Il appartiendra aux entrepreneurs politiques de faciliter la révolution anthropologique impulsée par les nouvelles réalités économiques. Exercice difficile dans un pays comme la France qui reste attachée à la valeur égalité et à la puissance d’un Etat s’étant construit sur plus de 1000 ans et Etat devenu enfin sécurisant. Une sécurité qui, tel un lego, s’emboitait dans l’entreprise fordienne
Depuis plusieurs dizaines d’années, les entrepreneurs politiques français se sont épuisés à tenter de remédier aux effets dont ils chérissaient les causes. Et parce que baignant dans la rationalité de la théorie économique propre à produire l’adhésion au nouveau monde, ils se sont attachés à réguler les aspects accessoires, à savoir ce qui est de l’ordre du sociétal. Parce qu’il était devenu impossible dans l’entrepris nouvelle - trop tournée vers son élite actionnariale mondialisée sécessionniste - de produire de l’émancipation économique et sociale, les mêmes entrepreneurs politiques se sont tournés vers l’émancipation sociétale. D'où une nouvelle classe de produits politiques à offrir sur le marché. L’égalité ne pouvant plus passer par un combat central sur l’économie, il faudra passer par des combats secondaires tel le genre, ou la couleur de la peau. Le paradigme peut rester le même mais l’égalité ne passe plus dans la transformation des « rapports sociaux de production », mais dans celle de la fin de discriminations, d’injustices sociétales, de mépris réels ou supposés, la quête de libertés nouvelles, etc. Ce faisant ils travaillent pour un changement culturel et aident la culture narcissique qui est le complément de la spéculation généralisée : l’attention extrême du marketing aux singularités et à la mise en avant du moi.

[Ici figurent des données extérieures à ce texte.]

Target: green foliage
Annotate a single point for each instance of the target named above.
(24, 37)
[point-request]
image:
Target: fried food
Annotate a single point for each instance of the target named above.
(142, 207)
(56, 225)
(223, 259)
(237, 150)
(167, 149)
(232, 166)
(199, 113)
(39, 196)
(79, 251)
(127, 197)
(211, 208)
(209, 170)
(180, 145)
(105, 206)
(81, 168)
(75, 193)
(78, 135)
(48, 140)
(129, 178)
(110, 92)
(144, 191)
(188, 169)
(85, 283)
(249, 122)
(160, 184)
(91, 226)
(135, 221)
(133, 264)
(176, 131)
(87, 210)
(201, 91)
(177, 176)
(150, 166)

L’entrepreneur politique du marché mondialisé n’a plus la hauteur de celui qui naguère pouvait produire un intérêt général. Certes, il était comme tout entrepreneur animé par l’intérêt, ici le pouvoir et ses avantages essentiellement symboliques, mais il pouvait se cacher derrière un intérêt général, reconnu comme tel car consacré par le résultat du marché politique. Parce que le collectif semble avoir disparu avec la puissance du moi, l’entrepreneur politique perd l’essentiel de sa légitimité : son discours est celui du vide, et sa position est au mieux rentière. Curieusement, sur plusieurs dizaines d’années il fut amené à scier la branche sur laquelle il était assis. Sa réalité bancale est désormais en pleine lumière. Et si demain devait émerger une nouvelle réalité anthropologique il serait balayé.

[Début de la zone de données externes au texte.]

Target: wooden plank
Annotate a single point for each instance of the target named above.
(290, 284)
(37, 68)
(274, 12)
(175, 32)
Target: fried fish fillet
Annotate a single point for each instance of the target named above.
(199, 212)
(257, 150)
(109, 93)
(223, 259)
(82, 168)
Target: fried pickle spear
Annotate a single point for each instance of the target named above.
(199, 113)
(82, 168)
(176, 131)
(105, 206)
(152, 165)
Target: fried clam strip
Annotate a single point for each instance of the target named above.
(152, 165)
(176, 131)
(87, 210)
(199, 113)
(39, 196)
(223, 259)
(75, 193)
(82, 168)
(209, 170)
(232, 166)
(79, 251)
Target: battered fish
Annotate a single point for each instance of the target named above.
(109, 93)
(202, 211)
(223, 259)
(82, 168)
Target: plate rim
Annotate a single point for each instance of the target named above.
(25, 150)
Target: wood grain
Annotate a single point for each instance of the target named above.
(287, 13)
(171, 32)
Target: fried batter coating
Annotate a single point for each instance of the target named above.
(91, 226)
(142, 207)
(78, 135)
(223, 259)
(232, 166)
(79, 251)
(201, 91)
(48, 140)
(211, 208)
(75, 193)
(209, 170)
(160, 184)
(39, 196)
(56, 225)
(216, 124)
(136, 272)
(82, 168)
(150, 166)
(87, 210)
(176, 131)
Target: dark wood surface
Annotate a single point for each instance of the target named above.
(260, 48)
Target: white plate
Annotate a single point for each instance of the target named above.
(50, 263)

En attendant les entrepreneurs politiques de l'âge de la mondialisation se concurrencent non plus en construisant et en développant un projet commun, mais en fragmentant toujours un peu ce qui reste de société par la multiplication de produits politiques dérisoires et aux effets délétères sur les anciens citoyens devenus simples consommateurs. Il suffit de jeter un regard sur l'industreie de la publicité et des produits qui y sont engendrés pour s'en rendre compte. De quoi faire exploser les violences mimétiques chères à René Girard et répandre une culture de la haine prenant la place de l'ancien conflit de classes.
Le Président de la République française est hélas le modèle le plus parfait de ce type d’entrepreneurs politiques.